If you've read the New York Times article about the dearth of women with bylines or in top editorial positions — not only at the Times but in papers all over the country — things look grim. According to a 2015 Women's Media Center study, women made up only 37 percent of newsrooms and garnered roughly the same percentage of bylines. Only 13 percent of papers had even one woman among their top editors. Our local print media sphere is a bit of an anomaly with virtual one-woman shops like Kym Kemp's Redheaded Blackbelt news site and Caroline Titus' Ferndale Enterprise. The North Coast Journal, founded by a trio of women, is an outlier, too. When the Journal's publisher Judy Hodgson started the paper with Carolyn Fernandez and Rose Welsh, they were practically unicorns. Twenty-six years later, women are still playing key roles here. As arts and features editor, I share co-editorship with Thadeus Greenson, the Journal's news editor. Our production and sales departments are helmed by women. Four of our five full-time editorial staff members are female. And if you scan our bylines in any given week, staff and freelance alike, you will likely find even numbers of men and women contributing. We go a day without women and the wheels come off this thing.

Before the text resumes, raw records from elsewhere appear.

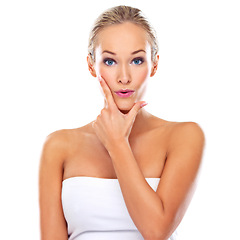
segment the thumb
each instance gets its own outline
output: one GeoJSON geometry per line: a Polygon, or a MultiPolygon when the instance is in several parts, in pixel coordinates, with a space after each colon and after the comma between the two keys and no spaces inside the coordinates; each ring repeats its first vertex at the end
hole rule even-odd
{"type": "Polygon", "coordinates": [[[128,118],[130,119],[131,122],[134,122],[139,109],[146,105],[147,105],[147,103],[145,101],[135,103],[135,105],[132,107],[132,109],[127,114],[128,118]]]}

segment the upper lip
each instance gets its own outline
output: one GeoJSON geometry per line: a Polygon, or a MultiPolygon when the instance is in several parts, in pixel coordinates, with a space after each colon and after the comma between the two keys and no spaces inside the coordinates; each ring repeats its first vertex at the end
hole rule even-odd
{"type": "Polygon", "coordinates": [[[119,93],[119,92],[134,92],[134,90],[131,90],[131,89],[120,89],[120,90],[116,91],[116,93],[119,93]]]}

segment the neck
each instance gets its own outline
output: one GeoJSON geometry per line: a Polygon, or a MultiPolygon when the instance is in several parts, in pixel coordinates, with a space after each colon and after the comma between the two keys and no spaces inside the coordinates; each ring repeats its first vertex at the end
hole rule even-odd
{"type": "Polygon", "coordinates": [[[145,132],[148,128],[148,120],[151,116],[152,115],[145,109],[140,109],[136,115],[129,137],[134,138],[136,135],[145,132]]]}

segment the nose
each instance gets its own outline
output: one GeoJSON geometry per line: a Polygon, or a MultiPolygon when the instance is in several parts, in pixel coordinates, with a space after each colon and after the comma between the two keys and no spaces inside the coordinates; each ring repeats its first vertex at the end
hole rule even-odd
{"type": "Polygon", "coordinates": [[[131,73],[127,64],[122,64],[119,68],[118,82],[122,84],[128,84],[131,82],[131,73]]]}

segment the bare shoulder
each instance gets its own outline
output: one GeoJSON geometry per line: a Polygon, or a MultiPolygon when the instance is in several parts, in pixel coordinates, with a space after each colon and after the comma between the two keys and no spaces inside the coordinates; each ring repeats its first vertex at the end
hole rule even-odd
{"type": "MultiPolygon", "coordinates": [[[[177,148],[199,148],[203,149],[205,136],[202,128],[196,122],[173,122],[155,118],[157,132],[161,133],[168,145],[168,152],[177,148]],[[164,134],[162,134],[164,133],[164,134]]],[[[160,140],[161,141],[161,140],[160,140]]]]}
{"type": "Polygon", "coordinates": [[[72,148],[79,146],[89,135],[89,124],[79,128],[57,130],[46,137],[43,149],[49,149],[53,154],[61,154],[62,158],[67,158],[72,148]]]}
{"type": "Polygon", "coordinates": [[[171,143],[204,144],[205,136],[202,128],[196,122],[175,122],[171,124],[171,143]]]}

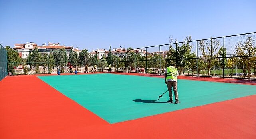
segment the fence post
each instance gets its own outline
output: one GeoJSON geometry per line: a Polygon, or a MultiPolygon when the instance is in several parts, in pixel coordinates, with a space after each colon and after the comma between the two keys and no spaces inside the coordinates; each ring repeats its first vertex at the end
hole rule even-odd
{"type": "Polygon", "coordinates": [[[224,76],[224,74],[225,74],[225,65],[224,64],[225,64],[225,57],[226,57],[226,56],[224,56],[225,54],[225,37],[223,37],[223,56],[222,58],[222,59],[223,60],[222,60],[222,64],[223,64],[223,67],[222,68],[223,68],[223,78],[224,78],[225,77],[224,76]]]}
{"type": "Polygon", "coordinates": [[[196,41],[196,77],[198,77],[198,41],[196,41]]]}

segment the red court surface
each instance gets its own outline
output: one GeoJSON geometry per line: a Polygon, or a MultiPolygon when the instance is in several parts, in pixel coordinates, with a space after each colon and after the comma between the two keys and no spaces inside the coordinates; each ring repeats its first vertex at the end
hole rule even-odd
{"type": "MultiPolygon", "coordinates": [[[[0,139],[256,138],[256,95],[111,124],[36,76],[0,81],[0,139]]],[[[247,80],[179,79],[256,85],[247,80]]]]}

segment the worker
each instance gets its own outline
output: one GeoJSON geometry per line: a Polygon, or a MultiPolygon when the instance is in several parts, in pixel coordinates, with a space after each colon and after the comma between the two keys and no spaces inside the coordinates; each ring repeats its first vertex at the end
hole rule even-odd
{"type": "Polygon", "coordinates": [[[94,72],[97,72],[97,67],[96,65],[94,65],[94,72]]]}
{"type": "Polygon", "coordinates": [[[110,64],[109,65],[109,71],[111,72],[111,65],[110,64]]]}
{"type": "Polygon", "coordinates": [[[165,72],[165,84],[167,85],[167,87],[168,89],[169,92],[169,97],[170,100],[167,102],[173,103],[173,94],[172,93],[172,87],[174,93],[175,97],[175,103],[179,103],[179,97],[178,96],[178,70],[172,65],[171,66],[167,67],[165,72]]]}
{"type": "Polygon", "coordinates": [[[86,72],[87,72],[87,73],[89,73],[88,72],[88,71],[89,70],[89,67],[87,66],[87,65],[85,65],[85,73],[86,73],[86,72]]]}

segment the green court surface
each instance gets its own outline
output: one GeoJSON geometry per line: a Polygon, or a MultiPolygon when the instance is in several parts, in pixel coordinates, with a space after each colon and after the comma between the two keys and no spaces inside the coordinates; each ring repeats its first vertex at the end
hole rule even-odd
{"type": "Polygon", "coordinates": [[[255,85],[179,79],[181,103],[175,104],[165,102],[168,92],[156,100],[167,90],[162,78],[109,73],[38,77],[110,123],[256,94],[255,85]]]}

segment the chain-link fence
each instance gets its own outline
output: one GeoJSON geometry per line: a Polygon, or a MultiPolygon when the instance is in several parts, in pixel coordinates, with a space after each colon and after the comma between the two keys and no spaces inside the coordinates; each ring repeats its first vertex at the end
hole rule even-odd
{"type": "Polygon", "coordinates": [[[7,75],[7,54],[0,44],[0,81],[7,75]]]}
{"type": "Polygon", "coordinates": [[[70,65],[77,72],[133,72],[164,74],[174,65],[180,75],[222,78],[256,79],[256,32],[138,48],[119,49],[103,54],[64,50],[26,52],[18,66],[8,62],[14,74],[69,73],[70,65]],[[76,53],[75,54],[74,54],[76,53]]]}

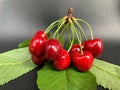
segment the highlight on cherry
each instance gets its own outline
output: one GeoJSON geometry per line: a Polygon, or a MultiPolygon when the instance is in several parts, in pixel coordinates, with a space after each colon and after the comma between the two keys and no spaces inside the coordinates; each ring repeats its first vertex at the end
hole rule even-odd
{"type": "Polygon", "coordinates": [[[29,44],[33,63],[42,65],[50,62],[56,70],[65,70],[73,65],[78,71],[89,71],[94,58],[103,52],[103,41],[94,38],[88,22],[73,17],[72,13],[73,9],[69,8],[66,16],[33,35],[29,44]],[[88,27],[90,38],[81,23],[88,27]]]}

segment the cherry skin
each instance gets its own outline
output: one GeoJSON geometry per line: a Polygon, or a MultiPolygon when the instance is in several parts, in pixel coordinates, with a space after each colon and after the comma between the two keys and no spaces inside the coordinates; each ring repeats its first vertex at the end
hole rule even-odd
{"type": "Polygon", "coordinates": [[[48,60],[54,61],[62,50],[60,42],[56,39],[50,39],[45,45],[45,56],[48,60]]]}
{"type": "Polygon", "coordinates": [[[35,33],[29,44],[29,51],[32,55],[39,56],[44,53],[47,35],[39,30],[35,33]]]}
{"type": "MultiPolygon", "coordinates": [[[[83,45],[82,45],[82,48],[83,48],[83,45]]],[[[72,45],[72,48],[70,49],[70,56],[73,55],[74,52],[80,52],[80,45],[79,44],[73,44],[72,45]]]]}
{"type": "Polygon", "coordinates": [[[81,55],[80,52],[75,52],[72,57],[73,65],[82,72],[88,71],[93,65],[94,58],[88,51],[84,51],[81,55]]]}
{"type": "Polygon", "coordinates": [[[65,70],[70,66],[71,60],[69,53],[62,49],[61,53],[57,57],[57,59],[54,61],[53,66],[56,70],[65,70]]]}
{"type": "Polygon", "coordinates": [[[87,40],[83,50],[91,52],[94,58],[99,57],[103,52],[103,42],[101,39],[87,40]]]}
{"type": "Polygon", "coordinates": [[[35,55],[32,55],[32,61],[34,64],[36,65],[42,65],[45,63],[46,61],[46,58],[44,55],[41,55],[41,56],[35,56],[35,55]]]}

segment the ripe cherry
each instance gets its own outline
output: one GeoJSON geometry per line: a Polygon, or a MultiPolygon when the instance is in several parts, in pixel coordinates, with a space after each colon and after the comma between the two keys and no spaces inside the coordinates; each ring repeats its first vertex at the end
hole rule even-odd
{"type": "Polygon", "coordinates": [[[41,55],[41,56],[35,56],[35,55],[32,55],[32,61],[34,64],[36,65],[42,65],[45,63],[46,61],[46,58],[44,55],[41,55]]]}
{"type": "Polygon", "coordinates": [[[93,57],[96,58],[103,52],[103,42],[101,39],[87,40],[84,42],[83,50],[91,52],[93,57]]]}
{"type": "Polygon", "coordinates": [[[29,44],[29,51],[32,55],[39,56],[44,53],[47,35],[39,30],[35,33],[29,44]]]}
{"type": "Polygon", "coordinates": [[[54,61],[53,66],[56,70],[64,70],[70,66],[71,60],[69,53],[62,49],[61,53],[54,61]]]}
{"type": "MultiPolygon", "coordinates": [[[[83,45],[82,45],[82,48],[83,48],[83,45]]],[[[79,44],[73,44],[72,48],[70,49],[70,56],[73,55],[74,52],[80,52],[80,45],[79,44]]]]}
{"type": "Polygon", "coordinates": [[[50,39],[46,42],[45,54],[48,60],[50,61],[56,60],[61,50],[62,50],[62,46],[58,40],[50,39]]]}
{"type": "Polygon", "coordinates": [[[81,55],[80,52],[75,52],[72,57],[74,66],[82,72],[88,71],[93,64],[93,56],[90,52],[84,51],[81,55]]]}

We still have a long way to go in terms of representing Humboldt and telling its stories, particularly in terms of people of color and the LGBTQ community. (Freelance writers: Hit me up.) But stats aren't the goal of media diversity. Finding and bringing forth the issues, stories and real voices of the people — all the people — in our county is. And like bringing women into the newsroom, it doesn't happen by accident.

So much happened before we — the women of today — got here. It started before any conversations about equal pay — still dismal across our industry and others, particularly for women of color — or who gets mentored or promoted. In order for us to do our jobs, we needed more than just individual skill and motivation. The breadth of work that the women before us had to accomplish just so we could receive educations — much less even a narrow shot in a traditionally white, male workplace — is staggering. Did your mother work outside the home? Call her and ask what that was like. Then imagine planning a career without birth control and an abstinence-only sex education.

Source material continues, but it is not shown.